Isolation and characterization of the vitamin K dependent domain of human prothrombin

Abstract

Chymotryptic cleavage of human prothrombin produces two fragments, prothrombin (des 1–44) previously characterized and peptide 1–41. This peptide has been purified by barium citrate adsorption and Sephadex G100 chromatography. It contains the 10 γ-carboxyglutamic residues of prothrombin. Added to a prothrombin activation mixture containing FXa, phospholipid and Ca ++, peptide 1–41 inhibits thrombin generation with the same potency as prothrombin fragment 1. Ca ++ produces a 20 % quenching of the intrinsic fluorescence of the peptide. So do Mn ++ and Mg ++ although to a lesser extent.
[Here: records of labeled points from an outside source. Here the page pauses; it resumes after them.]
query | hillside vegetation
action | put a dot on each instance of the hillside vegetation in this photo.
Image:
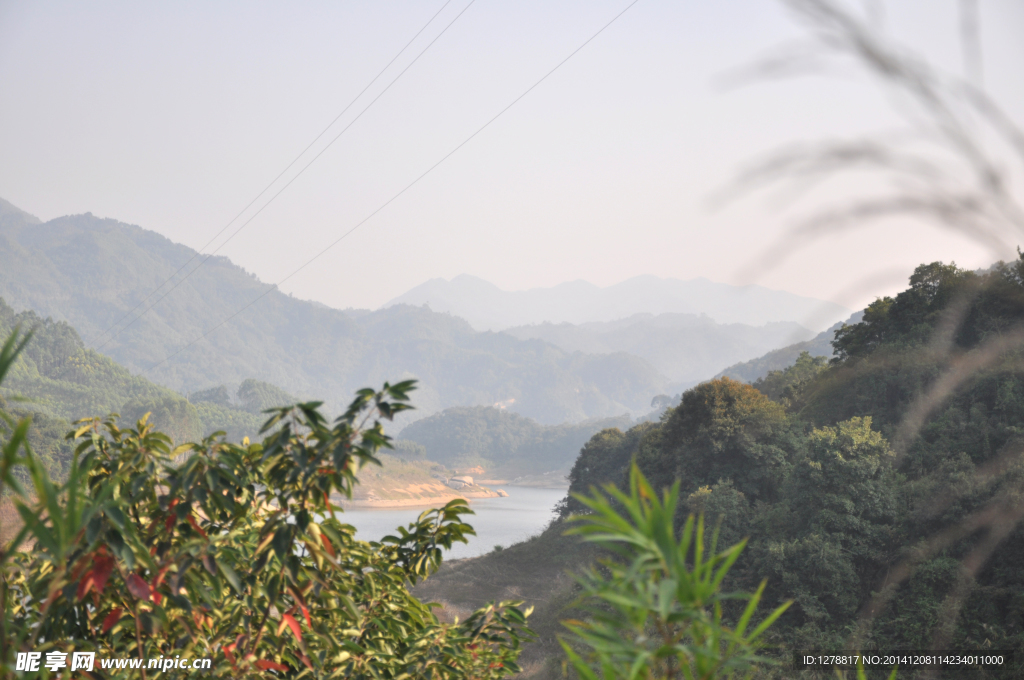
(91, 272)
(882, 495)
(61, 380)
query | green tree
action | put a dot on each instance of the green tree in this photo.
(656, 604)
(235, 554)
(722, 429)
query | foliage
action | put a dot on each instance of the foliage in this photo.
(838, 495)
(784, 385)
(62, 381)
(721, 430)
(236, 553)
(656, 606)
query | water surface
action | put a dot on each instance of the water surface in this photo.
(498, 520)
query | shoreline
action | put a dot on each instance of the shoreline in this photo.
(428, 502)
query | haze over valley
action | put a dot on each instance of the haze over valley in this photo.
(99, 275)
(512, 340)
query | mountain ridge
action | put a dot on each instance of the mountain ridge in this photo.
(89, 271)
(487, 307)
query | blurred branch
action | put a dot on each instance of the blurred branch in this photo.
(951, 165)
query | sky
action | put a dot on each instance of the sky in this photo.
(175, 116)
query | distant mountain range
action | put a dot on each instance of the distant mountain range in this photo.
(487, 307)
(91, 271)
(687, 348)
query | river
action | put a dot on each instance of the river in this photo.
(501, 521)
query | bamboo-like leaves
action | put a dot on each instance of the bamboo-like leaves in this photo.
(656, 604)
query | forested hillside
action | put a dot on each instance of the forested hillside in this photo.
(880, 493)
(506, 444)
(91, 272)
(777, 359)
(62, 381)
(687, 348)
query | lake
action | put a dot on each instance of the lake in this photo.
(502, 521)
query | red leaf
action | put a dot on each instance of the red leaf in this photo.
(113, 618)
(96, 578)
(294, 625)
(85, 584)
(327, 545)
(265, 665)
(192, 520)
(104, 565)
(139, 588)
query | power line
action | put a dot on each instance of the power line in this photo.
(396, 196)
(274, 180)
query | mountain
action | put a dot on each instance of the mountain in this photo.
(60, 380)
(91, 272)
(487, 307)
(507, 444)
(687, 348)
(778, 359)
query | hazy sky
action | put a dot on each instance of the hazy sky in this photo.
(174, 116)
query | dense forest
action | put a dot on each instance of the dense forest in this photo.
(58, 380)
(879, 490)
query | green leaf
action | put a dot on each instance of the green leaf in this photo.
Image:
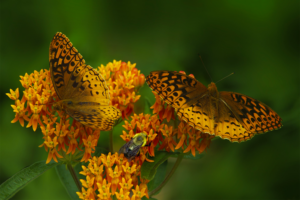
(159, 176)
(18, 181)
(67, 180)
(149, 168)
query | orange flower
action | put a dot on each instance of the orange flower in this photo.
(20, 113)
(138, 193)
(122, 195)
(13, 95)
(168, 142)
(113, 181)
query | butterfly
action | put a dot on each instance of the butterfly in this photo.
(229, 115)
(82, 91)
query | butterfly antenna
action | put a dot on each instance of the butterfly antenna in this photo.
(224, 77)
(205, 67)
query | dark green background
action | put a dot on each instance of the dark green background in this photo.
(258, 40)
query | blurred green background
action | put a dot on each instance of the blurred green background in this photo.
(258, 40)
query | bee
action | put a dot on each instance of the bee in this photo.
(132, 148)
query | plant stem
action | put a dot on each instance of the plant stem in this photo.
(73, 174)
(178, 161)
(111, 147)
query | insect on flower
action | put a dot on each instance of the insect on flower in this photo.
(132, 148)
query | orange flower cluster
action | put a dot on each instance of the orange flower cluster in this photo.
(110, 175)
(150, 125)
(189, 138)
(35, 106)
(163, 135)
(124, 81)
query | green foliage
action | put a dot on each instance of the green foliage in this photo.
(18, 181)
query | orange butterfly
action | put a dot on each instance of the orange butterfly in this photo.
(229, 115)
(82, 91)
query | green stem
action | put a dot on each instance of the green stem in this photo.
(178, 161)
(111, 147)
(73, 174)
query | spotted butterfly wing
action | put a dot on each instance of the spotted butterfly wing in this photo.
(82, 91)
(229, 115)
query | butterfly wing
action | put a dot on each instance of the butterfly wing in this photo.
(71, 77)
(236, 117)
(63, 59)
(207, 118)
(176, 89)
(94, 115)
(254, 115)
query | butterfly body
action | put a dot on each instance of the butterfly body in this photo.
(229, 115)
(82, 91)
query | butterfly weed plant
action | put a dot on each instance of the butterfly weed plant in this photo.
(71, 134)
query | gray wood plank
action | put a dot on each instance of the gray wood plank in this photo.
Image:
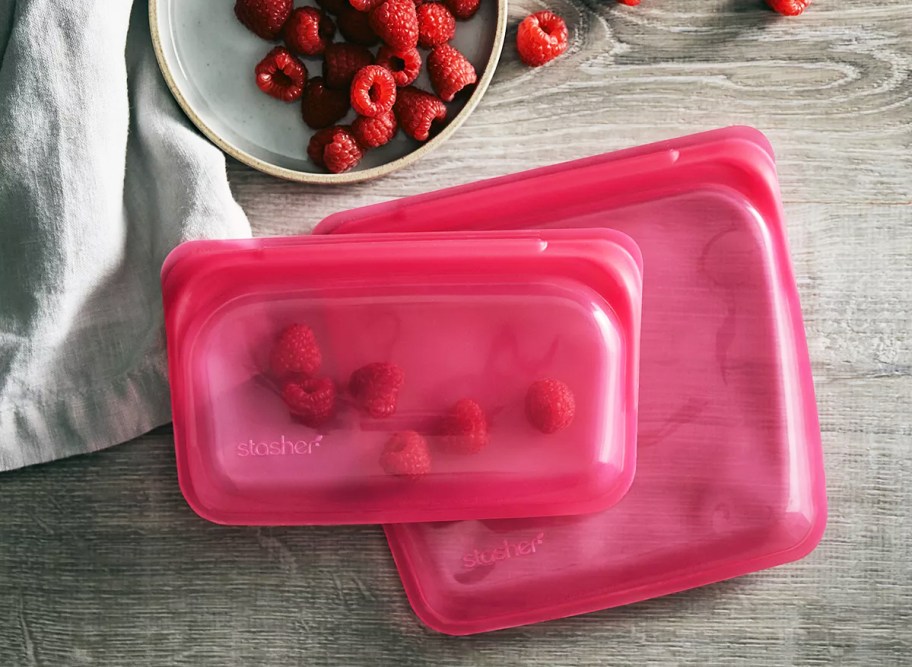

Phospholipid enhances the Ca ++ induced quenching by a factor of 1.7 and shifts the midpoint of the transition from 0.34 to 0.46 mM Ca ++. The major difference with titration curves obtained with prothrombin F1 is the absence of cooperativity. Hence peptide 1–44 has retained some of the prothrombin properties to interact with Ca ++ and phospholipid and represents the vitamin K dependent domain of the molecule. The presence of the remaining part of F1 (residues 44–155) however is necessary for the expression of cooperativity.